Roseman on possible Bradford trade demand: “He’s our starting quarterback”
Eagles executive V.P. of football operations Howie Roseman joined PFT Live on Monday morning, before word broke of quarterback Sam Bradford skipping out on offseason workouts and requesting a trade. I asked Roseman about the then-hypothetical possibility that Bradford would demand a trade.
“Well, Sam is entitled to his feelings but we’ve made it clear to him and to our fans that he’s our starting quarterback,” Roseman said. “We have an obligation to think about our franchise in terms of the total picture. We’re always making decisions that are for the short term and those of that for the long term and that’s our decision here. To invest in quarterbacks is a long-term decision.”
Bradford may be the starting quarterback for now. But it will be hard for Bradford to remain the starting quarterback, if he’s present only for the single mandatory minicamp of the lengthy offseason program.
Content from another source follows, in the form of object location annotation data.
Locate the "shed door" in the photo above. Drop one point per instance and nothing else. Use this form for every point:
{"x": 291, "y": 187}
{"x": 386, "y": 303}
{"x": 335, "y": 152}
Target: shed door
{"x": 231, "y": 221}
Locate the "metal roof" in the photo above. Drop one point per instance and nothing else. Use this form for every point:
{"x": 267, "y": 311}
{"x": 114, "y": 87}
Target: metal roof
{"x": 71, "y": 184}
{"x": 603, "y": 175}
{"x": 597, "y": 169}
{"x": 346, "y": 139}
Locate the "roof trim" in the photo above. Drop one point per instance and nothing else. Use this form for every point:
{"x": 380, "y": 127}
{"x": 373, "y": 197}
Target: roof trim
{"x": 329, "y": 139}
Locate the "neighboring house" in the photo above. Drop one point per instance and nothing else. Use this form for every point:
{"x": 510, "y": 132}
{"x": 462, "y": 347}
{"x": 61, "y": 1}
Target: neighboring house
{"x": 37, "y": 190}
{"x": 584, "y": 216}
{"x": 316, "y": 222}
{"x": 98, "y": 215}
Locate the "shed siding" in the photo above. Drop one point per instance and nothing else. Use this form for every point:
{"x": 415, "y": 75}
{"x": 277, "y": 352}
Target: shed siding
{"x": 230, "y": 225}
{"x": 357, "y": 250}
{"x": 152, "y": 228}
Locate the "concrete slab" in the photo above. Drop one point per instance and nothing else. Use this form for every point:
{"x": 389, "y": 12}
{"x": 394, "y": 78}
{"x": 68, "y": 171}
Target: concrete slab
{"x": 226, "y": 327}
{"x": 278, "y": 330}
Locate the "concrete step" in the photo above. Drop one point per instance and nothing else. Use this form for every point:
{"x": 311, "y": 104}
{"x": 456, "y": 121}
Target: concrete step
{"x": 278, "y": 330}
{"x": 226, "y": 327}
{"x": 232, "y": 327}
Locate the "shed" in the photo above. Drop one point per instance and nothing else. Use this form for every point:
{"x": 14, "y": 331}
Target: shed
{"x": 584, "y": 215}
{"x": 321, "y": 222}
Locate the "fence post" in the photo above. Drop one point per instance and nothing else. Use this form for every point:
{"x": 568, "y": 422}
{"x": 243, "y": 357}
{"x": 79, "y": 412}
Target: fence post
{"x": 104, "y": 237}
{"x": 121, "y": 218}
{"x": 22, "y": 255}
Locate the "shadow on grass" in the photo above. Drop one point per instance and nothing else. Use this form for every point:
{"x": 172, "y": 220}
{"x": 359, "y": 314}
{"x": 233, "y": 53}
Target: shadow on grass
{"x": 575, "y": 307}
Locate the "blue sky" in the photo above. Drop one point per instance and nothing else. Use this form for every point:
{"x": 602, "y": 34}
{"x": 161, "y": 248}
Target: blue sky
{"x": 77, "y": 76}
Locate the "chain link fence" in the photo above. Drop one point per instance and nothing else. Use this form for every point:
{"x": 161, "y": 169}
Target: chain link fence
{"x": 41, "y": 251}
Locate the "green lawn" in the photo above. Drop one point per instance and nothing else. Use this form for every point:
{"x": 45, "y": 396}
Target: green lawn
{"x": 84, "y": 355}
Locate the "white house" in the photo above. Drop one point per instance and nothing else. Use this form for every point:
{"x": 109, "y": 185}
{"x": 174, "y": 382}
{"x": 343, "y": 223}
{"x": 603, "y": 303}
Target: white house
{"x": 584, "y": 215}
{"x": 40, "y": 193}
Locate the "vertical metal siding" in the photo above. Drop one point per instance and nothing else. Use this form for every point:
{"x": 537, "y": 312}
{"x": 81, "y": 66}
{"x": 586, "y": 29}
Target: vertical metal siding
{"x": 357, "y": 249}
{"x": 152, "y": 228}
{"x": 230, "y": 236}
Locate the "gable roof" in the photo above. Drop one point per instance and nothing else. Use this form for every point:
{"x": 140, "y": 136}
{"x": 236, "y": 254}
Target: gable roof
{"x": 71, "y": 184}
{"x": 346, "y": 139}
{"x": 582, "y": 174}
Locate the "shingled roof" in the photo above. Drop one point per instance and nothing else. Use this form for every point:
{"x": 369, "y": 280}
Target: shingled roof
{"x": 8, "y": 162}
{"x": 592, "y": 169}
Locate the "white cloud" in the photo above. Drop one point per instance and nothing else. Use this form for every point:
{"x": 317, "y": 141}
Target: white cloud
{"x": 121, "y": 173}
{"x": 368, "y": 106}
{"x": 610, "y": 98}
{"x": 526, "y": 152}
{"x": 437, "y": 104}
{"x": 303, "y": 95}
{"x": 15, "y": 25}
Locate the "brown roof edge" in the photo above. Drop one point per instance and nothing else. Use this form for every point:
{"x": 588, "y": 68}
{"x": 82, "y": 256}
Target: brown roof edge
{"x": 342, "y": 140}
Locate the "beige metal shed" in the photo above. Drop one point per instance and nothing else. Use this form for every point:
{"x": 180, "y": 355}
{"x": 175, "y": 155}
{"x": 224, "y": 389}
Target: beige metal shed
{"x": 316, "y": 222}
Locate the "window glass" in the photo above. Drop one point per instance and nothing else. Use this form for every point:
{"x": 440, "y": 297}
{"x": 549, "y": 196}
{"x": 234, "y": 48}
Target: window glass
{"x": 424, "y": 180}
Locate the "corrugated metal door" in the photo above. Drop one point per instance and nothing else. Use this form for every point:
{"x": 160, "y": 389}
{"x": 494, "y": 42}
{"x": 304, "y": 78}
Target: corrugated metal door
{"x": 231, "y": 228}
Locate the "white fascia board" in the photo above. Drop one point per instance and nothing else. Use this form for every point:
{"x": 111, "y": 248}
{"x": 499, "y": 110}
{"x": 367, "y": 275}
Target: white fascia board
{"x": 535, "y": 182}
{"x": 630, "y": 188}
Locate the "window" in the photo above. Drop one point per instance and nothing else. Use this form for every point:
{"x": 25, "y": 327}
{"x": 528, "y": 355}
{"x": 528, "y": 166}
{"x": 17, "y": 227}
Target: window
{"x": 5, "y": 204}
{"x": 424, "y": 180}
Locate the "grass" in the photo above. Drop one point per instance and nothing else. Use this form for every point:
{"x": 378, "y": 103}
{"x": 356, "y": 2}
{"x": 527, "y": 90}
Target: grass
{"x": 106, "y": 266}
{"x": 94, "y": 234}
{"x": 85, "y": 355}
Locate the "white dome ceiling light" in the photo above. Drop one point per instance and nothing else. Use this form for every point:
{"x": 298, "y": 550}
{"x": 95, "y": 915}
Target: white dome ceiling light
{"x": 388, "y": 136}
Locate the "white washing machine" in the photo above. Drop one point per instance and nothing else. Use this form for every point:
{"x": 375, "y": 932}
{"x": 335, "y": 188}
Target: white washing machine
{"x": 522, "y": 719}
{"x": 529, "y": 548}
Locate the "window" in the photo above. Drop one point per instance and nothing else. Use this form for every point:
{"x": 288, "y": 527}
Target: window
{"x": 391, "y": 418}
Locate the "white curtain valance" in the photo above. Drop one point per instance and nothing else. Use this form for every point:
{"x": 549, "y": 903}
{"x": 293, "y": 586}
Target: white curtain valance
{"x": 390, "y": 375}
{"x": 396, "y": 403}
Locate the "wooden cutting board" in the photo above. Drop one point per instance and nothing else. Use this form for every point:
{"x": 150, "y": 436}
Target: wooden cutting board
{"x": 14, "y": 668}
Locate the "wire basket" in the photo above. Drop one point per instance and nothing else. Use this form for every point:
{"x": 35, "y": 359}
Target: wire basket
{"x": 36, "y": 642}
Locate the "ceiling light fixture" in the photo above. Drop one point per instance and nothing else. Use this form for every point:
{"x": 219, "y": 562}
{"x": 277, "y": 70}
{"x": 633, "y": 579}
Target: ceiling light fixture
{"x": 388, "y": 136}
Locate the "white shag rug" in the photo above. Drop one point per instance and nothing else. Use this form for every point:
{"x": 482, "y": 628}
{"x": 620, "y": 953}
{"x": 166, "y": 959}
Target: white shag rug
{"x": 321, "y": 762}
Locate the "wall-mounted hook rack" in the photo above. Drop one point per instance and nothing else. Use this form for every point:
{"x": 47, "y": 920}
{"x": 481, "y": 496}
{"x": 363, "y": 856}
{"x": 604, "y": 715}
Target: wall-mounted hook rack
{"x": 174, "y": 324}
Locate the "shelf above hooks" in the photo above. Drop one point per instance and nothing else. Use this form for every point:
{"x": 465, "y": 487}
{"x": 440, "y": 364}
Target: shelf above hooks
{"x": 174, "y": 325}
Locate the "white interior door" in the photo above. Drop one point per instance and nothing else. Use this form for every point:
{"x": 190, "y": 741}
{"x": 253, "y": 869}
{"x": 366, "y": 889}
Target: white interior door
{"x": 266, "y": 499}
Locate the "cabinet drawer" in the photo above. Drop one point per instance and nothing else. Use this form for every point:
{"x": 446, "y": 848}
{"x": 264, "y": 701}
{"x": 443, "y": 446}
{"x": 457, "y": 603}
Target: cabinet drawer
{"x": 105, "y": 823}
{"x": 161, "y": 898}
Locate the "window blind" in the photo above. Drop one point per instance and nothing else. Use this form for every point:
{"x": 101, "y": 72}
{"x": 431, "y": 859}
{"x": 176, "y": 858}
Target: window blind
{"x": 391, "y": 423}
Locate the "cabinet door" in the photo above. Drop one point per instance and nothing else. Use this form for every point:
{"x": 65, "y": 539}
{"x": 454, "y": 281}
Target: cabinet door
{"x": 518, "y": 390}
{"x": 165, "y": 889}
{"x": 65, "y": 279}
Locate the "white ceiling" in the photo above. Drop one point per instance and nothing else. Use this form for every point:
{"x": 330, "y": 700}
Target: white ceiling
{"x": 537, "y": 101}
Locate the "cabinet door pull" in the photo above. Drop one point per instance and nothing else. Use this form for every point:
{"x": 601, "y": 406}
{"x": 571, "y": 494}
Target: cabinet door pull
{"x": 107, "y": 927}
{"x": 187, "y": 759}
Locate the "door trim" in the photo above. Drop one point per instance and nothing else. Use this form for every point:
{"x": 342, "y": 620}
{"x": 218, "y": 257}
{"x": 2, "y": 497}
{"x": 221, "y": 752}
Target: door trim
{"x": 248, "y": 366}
Here’s another factor working against Bradford: Roseman didn’t declare that the quarterback they take with the second overall pick, Jared Goff or Carson Wentz (Wentz), will sit the bench for his full rookie season.
Asked whether there are any circumstances pursuant to which the rookie quarterback would play in 2016, Roseman said, “I think that’s up to Coach [Doug] Pederson and his staff. We’re very fortunate. One of the other things we put into this decision is the support that that quarterback will be able to have. Whether it’s the quarterback room with Sam and Chase [Daniel] or our head coach in Doug who played in the league, coached the position as an offensive coordinator. [Offensive coordinator] Frank Reich, same background. [John DeFilippo] our quarterback coach with a lot of the same background. So that guy is gonna come along at his own pace. There’s no urgency and that’s kind of the model that Doug watched when he was here as a starting quarterback but I think we look at this for the long term and we have a starting quarterback here who we think we can win with for the short term.”
Pederson was indeed the starter in Philly at the outset of the 1999 season, when Donovan McNabb arrived as a top-five draft pick. Pederson started nine games before yielding to McNabb.
Bradford (or Daniel) could start as many or fewer before Wentz takes over. Regardless, Bradford’s absence, temporary or permanent, necessarily gives Wentz a chance to accelerate the timetable for playing.